Takaichi Sanae Rally Boosts Japanese Stocks? Nomura: Short-term Momentum Fades, Focus Shifts to Key Indicator

Deep News
2025/10/10

The "Takaichi Sanae rally" is showing signs of cooling down.

At the beginning of this week, following Takaichi Sanae's election victory, the Nikkei 225 Index surged over 4% at one point, marking the largest single-day gain in months. However, the upward momentum has gradually subsided over subsequent days, entering a consolidation phase.

Meanwhile, "theme stocks" related to Takaichi Sanae's policies, after recovering from previous declines, are also showing signs of losing steam.

According to a report released by Nomura Securities on October 9, the core driver behind the market rally following Takaichi Sanae's victory stems from expectations of fiscal expansion rather than monetary easing. The sustainability of this "Takaichi rally" hinges not on economic policies themselves, but on whether the new government can maintain high approval ratings and political stability. Otherwise, historical reversal patterns may repeat.

Market dynamics reflect investors' cautious sentiment. Speculative investors such as Commodity Trading Advisors (CTAs) have built long positions in Japanese stocks exceeding 2 trillion yen, limiting room for further accumulation and shifting into "standby mode." Macro hedge funds have also paused their Japanese equity accumulation, indicating that incremental capital inflows may be limited in the near term.

Nomura's report emphasizes that future market direction will be determined at the political level. If new leader Takaichi Sanae can form a stable government and maintain high approval ratings, related stocks may continue their upward trajectory driven by overseas investors. Conversely, if political instability emerges, these stocks could likely repeat historical reversal patterns, particularly high-volatility stocks.

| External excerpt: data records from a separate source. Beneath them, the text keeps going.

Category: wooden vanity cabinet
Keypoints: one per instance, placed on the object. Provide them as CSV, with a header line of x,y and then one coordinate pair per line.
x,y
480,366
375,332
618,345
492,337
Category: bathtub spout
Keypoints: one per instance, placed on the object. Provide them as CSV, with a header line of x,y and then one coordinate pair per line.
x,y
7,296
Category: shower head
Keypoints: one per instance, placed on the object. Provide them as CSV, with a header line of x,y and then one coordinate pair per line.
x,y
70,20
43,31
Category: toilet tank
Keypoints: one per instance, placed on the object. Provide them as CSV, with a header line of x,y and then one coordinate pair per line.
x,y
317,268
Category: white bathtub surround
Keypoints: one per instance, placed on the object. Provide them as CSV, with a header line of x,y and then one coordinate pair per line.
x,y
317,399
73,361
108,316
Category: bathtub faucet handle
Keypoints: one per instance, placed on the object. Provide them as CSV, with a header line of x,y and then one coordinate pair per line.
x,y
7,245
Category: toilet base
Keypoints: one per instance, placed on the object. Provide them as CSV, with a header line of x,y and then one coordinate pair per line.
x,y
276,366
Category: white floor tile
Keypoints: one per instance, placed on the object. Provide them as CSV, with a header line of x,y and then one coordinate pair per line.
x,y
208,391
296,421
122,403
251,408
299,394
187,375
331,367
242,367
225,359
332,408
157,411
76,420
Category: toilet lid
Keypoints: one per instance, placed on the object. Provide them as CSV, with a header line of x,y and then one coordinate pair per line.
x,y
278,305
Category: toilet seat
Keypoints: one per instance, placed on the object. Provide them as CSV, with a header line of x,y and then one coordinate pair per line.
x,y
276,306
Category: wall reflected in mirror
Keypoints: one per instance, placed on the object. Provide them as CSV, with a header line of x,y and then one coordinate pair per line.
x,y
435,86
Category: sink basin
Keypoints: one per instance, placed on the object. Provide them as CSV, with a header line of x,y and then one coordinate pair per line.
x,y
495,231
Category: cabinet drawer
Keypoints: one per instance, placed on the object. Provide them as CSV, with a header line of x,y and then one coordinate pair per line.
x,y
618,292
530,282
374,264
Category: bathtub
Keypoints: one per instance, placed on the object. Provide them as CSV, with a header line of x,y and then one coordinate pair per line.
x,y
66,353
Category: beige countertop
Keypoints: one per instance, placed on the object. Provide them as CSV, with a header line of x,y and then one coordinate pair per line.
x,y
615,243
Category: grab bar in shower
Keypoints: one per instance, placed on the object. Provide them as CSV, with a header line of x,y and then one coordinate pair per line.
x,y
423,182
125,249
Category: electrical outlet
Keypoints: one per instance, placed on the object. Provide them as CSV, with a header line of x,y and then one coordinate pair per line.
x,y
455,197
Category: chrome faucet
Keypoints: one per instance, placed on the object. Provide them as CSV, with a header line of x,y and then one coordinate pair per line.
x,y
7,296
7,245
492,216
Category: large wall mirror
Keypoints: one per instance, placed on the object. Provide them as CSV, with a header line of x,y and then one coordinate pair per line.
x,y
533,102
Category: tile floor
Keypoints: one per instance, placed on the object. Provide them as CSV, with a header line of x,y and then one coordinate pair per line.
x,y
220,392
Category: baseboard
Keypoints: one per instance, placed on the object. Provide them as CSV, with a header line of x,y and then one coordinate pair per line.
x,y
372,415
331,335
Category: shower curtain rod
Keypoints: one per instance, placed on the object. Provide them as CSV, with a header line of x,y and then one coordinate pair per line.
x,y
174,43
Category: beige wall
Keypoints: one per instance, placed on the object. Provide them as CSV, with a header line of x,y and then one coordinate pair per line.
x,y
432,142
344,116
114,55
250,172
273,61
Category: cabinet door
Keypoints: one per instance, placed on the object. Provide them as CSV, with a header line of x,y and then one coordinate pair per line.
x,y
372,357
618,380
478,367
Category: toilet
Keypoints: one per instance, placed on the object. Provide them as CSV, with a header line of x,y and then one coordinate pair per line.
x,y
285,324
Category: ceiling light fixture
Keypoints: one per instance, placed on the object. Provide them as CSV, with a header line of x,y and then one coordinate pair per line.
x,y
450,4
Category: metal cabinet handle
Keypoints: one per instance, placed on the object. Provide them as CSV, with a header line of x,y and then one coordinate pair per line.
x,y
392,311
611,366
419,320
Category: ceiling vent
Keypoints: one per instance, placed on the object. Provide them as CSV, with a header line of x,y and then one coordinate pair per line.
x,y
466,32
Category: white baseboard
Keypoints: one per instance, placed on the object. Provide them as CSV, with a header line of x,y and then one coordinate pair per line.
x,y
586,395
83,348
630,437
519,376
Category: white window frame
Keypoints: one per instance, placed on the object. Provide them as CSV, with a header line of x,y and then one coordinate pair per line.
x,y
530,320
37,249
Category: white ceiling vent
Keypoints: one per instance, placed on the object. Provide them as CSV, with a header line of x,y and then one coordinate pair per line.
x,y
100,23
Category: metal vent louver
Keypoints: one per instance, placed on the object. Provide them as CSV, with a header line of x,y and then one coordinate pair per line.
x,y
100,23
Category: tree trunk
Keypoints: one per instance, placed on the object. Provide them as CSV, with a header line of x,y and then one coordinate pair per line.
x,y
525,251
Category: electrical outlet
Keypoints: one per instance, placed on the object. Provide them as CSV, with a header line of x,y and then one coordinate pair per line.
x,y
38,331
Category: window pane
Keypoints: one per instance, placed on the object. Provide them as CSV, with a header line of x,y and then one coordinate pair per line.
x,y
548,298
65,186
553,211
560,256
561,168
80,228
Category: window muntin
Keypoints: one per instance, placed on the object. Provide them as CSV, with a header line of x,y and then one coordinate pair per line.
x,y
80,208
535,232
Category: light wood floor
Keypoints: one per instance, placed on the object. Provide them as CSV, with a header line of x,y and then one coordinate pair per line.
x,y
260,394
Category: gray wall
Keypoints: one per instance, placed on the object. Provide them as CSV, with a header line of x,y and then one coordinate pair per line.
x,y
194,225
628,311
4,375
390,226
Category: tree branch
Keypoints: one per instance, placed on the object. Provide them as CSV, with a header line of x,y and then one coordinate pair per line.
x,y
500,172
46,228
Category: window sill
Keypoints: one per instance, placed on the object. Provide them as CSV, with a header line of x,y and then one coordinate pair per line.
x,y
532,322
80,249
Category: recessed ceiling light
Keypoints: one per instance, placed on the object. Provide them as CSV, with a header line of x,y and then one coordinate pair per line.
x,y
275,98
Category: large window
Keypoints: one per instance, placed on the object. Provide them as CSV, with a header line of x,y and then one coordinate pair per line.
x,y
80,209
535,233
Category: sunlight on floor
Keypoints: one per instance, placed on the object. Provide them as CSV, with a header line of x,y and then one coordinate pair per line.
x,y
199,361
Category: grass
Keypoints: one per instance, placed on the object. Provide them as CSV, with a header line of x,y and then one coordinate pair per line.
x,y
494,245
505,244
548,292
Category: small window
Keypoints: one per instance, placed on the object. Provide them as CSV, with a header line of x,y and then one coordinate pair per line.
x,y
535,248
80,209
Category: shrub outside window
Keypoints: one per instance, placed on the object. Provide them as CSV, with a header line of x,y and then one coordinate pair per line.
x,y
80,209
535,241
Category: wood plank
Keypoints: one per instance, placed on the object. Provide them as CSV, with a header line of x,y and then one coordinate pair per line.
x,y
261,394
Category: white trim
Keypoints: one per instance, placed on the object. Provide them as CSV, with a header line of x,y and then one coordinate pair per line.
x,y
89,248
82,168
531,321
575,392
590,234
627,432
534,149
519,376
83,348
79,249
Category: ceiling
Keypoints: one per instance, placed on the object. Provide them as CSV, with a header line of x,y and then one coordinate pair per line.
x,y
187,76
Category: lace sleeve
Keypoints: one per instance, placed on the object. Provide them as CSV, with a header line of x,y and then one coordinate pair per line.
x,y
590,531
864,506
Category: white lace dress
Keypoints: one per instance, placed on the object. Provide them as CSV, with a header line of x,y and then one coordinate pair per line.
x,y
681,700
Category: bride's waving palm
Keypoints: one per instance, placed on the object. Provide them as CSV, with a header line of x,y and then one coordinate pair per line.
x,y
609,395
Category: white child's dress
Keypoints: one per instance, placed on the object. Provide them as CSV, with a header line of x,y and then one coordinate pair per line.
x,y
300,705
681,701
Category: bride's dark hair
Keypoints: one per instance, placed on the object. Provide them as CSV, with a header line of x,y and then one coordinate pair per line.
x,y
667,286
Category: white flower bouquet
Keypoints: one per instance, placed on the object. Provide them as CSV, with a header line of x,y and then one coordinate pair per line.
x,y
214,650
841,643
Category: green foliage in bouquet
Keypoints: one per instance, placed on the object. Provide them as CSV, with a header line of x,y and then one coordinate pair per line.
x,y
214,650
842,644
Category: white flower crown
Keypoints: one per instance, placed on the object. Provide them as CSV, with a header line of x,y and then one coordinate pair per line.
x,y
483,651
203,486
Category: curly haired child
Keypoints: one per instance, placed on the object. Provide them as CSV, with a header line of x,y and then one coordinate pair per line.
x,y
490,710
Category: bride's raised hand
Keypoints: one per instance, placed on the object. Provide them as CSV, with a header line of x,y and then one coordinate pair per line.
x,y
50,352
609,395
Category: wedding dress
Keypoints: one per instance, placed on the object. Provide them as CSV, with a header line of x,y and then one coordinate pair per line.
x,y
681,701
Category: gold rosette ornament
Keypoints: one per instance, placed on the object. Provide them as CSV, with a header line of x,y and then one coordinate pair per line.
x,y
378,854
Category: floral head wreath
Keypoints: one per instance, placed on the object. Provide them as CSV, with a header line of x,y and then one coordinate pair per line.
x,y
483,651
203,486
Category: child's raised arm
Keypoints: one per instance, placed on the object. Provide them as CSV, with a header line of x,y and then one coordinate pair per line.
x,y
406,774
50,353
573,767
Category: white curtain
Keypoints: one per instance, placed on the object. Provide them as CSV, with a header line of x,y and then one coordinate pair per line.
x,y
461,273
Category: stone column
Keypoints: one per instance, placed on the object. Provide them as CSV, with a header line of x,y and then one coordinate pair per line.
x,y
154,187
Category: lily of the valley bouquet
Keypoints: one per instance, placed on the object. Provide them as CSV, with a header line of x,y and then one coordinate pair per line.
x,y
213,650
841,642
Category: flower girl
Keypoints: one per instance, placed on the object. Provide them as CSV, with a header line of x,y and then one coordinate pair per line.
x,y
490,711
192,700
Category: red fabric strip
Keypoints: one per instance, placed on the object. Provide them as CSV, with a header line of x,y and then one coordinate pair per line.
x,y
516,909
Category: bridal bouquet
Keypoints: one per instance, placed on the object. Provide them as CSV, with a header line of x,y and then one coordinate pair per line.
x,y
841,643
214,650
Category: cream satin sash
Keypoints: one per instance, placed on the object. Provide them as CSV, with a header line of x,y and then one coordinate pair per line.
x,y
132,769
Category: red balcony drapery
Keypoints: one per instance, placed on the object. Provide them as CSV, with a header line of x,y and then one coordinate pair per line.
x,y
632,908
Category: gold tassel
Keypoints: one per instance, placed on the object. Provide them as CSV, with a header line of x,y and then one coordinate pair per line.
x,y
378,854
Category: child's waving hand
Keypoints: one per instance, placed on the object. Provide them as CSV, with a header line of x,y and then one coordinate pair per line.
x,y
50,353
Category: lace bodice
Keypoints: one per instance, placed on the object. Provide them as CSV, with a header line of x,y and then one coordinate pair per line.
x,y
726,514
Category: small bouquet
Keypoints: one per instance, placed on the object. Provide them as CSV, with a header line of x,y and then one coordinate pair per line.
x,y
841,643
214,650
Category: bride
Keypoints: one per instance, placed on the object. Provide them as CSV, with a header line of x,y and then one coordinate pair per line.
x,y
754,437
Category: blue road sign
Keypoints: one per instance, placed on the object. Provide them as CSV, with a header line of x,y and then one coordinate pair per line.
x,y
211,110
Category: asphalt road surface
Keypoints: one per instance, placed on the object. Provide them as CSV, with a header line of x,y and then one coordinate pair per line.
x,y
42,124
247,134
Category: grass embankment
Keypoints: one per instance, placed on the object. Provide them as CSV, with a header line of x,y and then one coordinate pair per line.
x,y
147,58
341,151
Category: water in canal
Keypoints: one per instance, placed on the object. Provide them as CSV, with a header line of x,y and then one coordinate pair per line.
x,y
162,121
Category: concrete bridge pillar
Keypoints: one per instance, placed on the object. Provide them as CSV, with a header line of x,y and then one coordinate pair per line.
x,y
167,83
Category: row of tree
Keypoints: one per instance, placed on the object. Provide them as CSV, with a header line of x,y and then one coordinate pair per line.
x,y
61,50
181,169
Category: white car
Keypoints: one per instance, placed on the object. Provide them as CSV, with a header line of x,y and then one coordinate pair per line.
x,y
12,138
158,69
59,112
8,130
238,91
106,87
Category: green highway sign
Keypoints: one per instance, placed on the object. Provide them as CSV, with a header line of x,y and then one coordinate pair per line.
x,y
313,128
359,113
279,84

**Expectations Retreating, Rally May Struggle to Continue**

The initial momentum of the "Takaichi rally" faces risks of dissipation. Nomura analyst Yoshitaka Suda points out that the current Japanese stock market rise driven by fiscal expansion expectations bears similarities to Germany's situation in March this year. At that time, Germany outperformed other developed markets for approximately two weeks due to fiscal policy adjustments, but the rally subsequently fizzled out.

The report suggests that Japan's expectation-driven stock market rally will likely weaken over time. The market has not shown overheating signs similar to the early stages of "Abenomics."

Nomura indicates that for Japanese stocks to gain further upward momentum, more concrete and visible progress may be needed, such as the formation of a governing coalition between the Liberal Democratic Party and the Democratic Party for the People (LDP-DPP), or at least policy coordination toward such an alliance.

**Speculative Forces Pause, CTAs and Hedge Funds Halt Momentum Chasing**

From a capital flow perspective, speculative investors have shifted from active buying to watchful waiting. Nomura's model estimates that CTAs' net long exposure in Japanese stocks exceeded 2 trillion yen last week, significantly limiting their potential for further net purchases at this stage. The report expects that unless the Nikkei 225 Index falls to around 46,400 points, CTAs will not reverse and exit their long positions.

Meanwhile, macro hedge funds also appear to be taking a breather, pausing their accumulation of long positions in Japanese equities. This is partly based on assumptions that the Bank of Japan will continue its interest rate hiking path to prevent excessive yen depreciation.

In foreign exchange markets, this week's yen weakness appears mainly driven by investors unwinding long yen positions. Nomura's analysis shows that speculators have not yet fully shifted toward long USD/JPY positions, and yen carry trades remain in a "subdued" state. This suggests that despite the stock market rebound, investors remain reserved about fully embracing a risk-on mode.

**Learning from History: Reversal Risks After Political Honeymoon**

Historical data provides important reference points for the future trajectory of "Takaichi theme stocks." Nomura conducted an event study of market performance following new government formations since Koizumi Junichiro's administration in 2001, revealing clear patterns.

First, within one to two weeks following House of Representatives elections or LDP presidential elections, theme stocks related to new leaders' policies typically outperform the broader market. Second, these stocks often experience reversal declines over the subsequent three months.

However, this pattern has two notable exceptions: the Koizumi Junichiro government and Abe Shinzo's second administration. After initial strong performance, related stocks entered plateau phases lasting two to three months before outperforming the market again. The report notes that both exceptions shared the common characteristic of governments maintaining solid high approval ratings.

Based on historical analysis, Nomura believes that Takaichi Sanae's government approval ratings will be the core determinant of related stocks' fate. If new leader Takaichi Sanae can form a stable government and maintain high approval ratings, related theme stocks may replicate the sustained upward momentum of the Koizumi and Abe eras, led by overseas investors.

Conversely, if Japanese politics, particularly Takaichi's leadership position within the party, becomes unstable, the market will likely repeat patterns seen during most past government tenures—theme stocks experiencing reversals, with high-volatility stocks showing particularly significant declines.